[Notebook] Dask and Xarray on AWS-HPC Cluster: Distributed Processing of Earth Data

This notebook continues the previous post by showing the actual code for distributed data processing.

In [1]:
%matplotlib inline
import xarray as xr
import matplotlib.pyplot as plt
import cartopy.crs as ccrs

from dask.diagnostics import ProgressBar
from dask_jobqueue import SLURMCluster
from distributed import Client, progress
In [2]:
import dask
import distributed
dask.__version__, distributed.__version__
Out[2]:
('1.1.3', '1.26.0')
In [3]:
%env HDF5_USE_FILE_LOCKING=FALSE
env: HDF5_USE_FILE_LOCKING=FALSE

Data exploration

Data are organized by year/month:

In [4]:
ls /fsx
2008/  2010/  2012/  2014/  2016/  2018/
2009/  2011/  2013/  2015/  2017/  QA/
In [5]:
ls /fsx/2008/
01/  02/  03/  04/  05/  06/  07/  08/  09/  10/  11/  12/
In [6]:
ls /fsx/2008/01/data  # one variable per file
air_pressure_at_mean_sea_level.nc*
air_temperature_at_2_metres_1hour_Maximum.nc*
air_temperature_at_2_metres_1hour_Minimum.nc*
air_temperature_at_2_metres.nc*
dew_point_temperature_at_2_metres.nc*
eastward_wind_at_100_metres.nc*
eastward_wind_at_10_metres.nc*
integral_wrt_time_of_surface_direct_downwelling_shortwave_flux_in_air_1hour_Accumulation.nc*
lwe_thickness_of_surface_snow_amount.nc*
northward_wind_at_100_metres.nc*
northward_wind_at_10_metres.nc*
precipitation_amount_1hour_Accumulation.nc*
sea_surface_temperature.nc*
snow_density.nc*
surface_air_pressure.nc*
In [7]:
# hourly data over a month
dr = xr.open_dataarray('/fsx/2008/01/data/sea_surface_temperature.nc')
dr
Out[7]:
<xarray.DataArray 'sea_surface_temperature' (time0: 744, lat: 640, lon: 1280)>
[609484800 values with dtype=float32]
Coordinates:
  * lon      (lon) float32 0.0 0.2812494 0.5624988 ... 359.43674 359.718
  * lat      (lat) float32 89.784874 89.5062 89.22588 ... -89.5062 -89.784874
  * time0    (time0) datetime64[ns] 2008-01-01T07:00:00 ... 2008-02-01T06:00:00
Attributes:
    standard_name:  sea_surface_temperature
    units:          K
    long_name:      Sea surface temperature
    nameECMWF:      Sea surface temperature
    nameCDM:        Sea_surface_temperature_surface
In [8]:
# Static plot of the first time slice
fig, ax = plt.subplots(1, 1, figsize=[12, 8], subplot_kw={'projection': ccrs.PlateCarree()})
dr[0].plot(ax=ax, transform=ccrs.PlateCarree(), cbar_kwargs={'shrink': 0.6})
ax.coastlines();

What happens to the values over the land?

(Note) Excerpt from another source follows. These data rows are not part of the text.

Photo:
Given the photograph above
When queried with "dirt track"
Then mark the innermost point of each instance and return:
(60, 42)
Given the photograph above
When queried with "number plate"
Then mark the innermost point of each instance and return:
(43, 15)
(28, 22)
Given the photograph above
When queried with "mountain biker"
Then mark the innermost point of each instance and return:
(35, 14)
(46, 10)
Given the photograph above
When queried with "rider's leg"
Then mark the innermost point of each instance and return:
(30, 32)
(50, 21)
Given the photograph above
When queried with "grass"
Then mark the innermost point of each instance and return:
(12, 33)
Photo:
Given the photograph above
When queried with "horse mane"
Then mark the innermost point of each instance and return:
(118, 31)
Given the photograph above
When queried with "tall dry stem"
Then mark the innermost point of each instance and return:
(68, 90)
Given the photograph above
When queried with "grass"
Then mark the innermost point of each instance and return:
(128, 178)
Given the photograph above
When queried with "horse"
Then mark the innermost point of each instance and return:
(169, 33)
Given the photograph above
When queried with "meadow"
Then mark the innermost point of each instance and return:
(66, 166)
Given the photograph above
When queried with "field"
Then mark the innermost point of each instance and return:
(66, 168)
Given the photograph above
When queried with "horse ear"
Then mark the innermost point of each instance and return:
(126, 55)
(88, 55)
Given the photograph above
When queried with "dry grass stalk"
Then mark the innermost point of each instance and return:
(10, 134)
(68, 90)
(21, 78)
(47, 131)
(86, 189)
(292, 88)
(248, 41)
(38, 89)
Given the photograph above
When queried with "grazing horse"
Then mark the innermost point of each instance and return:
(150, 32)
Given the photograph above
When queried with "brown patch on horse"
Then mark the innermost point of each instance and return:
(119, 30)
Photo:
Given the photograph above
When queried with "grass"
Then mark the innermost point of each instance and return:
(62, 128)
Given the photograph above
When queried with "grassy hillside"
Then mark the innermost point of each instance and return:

Easier to check by an interactive plot.

In [9]:
import geoviews as gv
import hvplot.xarray

fig_hv = dr[0].hvplot.quadmesh(
    x='lon', y='lat', rasterize=True, cmap='viridis', geo=True,
    crs=ccrs.PlateCarree(), projection=ccrs.PlateCarree(), project=True,
    width=800, height=400, 
) * gv.feature.coastline

# fig_hv 
In [10]:
# This is just a hack to display figure on Nikola blog post
# If you know an easier way let me know
import holoviews as hv
from bokeh.resources import CDN, INLINE
from bokeh.embed import file_html
from IPython.display import HTML

HTML(file_html(hv.render(fig_hv), CDN))
Out[10]:
Bokeh Application

So it turns out that the "temperature" over the land is set as 273.16K (0 degree celsius). A better way is probably masking them out.

Serial read with master node

Let's see how slow it is to read one year of data with only master node.

In [11]:
# Just querying metadata will cause files being pulled from S3 to FSx.
# This takes a while at first executation. Much faster at second time.
%time ds_1yr = xr.open_mfdataset('/fsx/2008/*/data/sea_surface_temperature.nc', chunks={'time0': 50})
dr_1yr = ds_1yr['sea_surface_temperature']
dr_1yr
CPU times: user 68.7 ms, sys: 15.3 ms, total: 84 ms
Wall time: 140 ms
Out[11]:
<xarray.DataArray 'sea_surface_temperature' (time0: 8784, lat: 640, lon: 1280)>
dask.array<shape=(8784, 640, 1280), dtype=float32, chunksize=(50, 640, 1280)>
Coordinates:
  * lon      (lon) float32 0.0 0.2812494 0.5624988 ... 359.43674 359.718
  * lat      (lat) float32 89.784874 89.5062 89.22588 ... -89.5062 -89.784874
  * time0    (time0) datetime64[ns] 2008-01-01T07:00:00 ... 2009-01-01T06:00:00
Attributes:
    standard_name:  sea_surface_temperature
    units:          K
    long_name:      Sea surface temperature
    nameECMWF:      Sea surface temperature
    nameCDM:        Sea_surface_temperature_surface

The aggregated size is ~29 GB:

In [12]:
dr_1yr.nbytes / 1e9  # GB
Out[12]:
28.7834112
In [13]:
with ProgressBar():
    mean_1yr_ser = dr_1yr.mean().compute()
[########################################] | 100% Completed |  2min 15.3s
In [14]:
mean_1yr_ser
Out[14]:
<xarray.DataArray 'sea_surface_temperature' ()>
array(282.24515, dtype=float32)

It takes ~2 min. Further reading the 10-year full data would take ~20 min. Such slowness encourages the use of a distributed cluster.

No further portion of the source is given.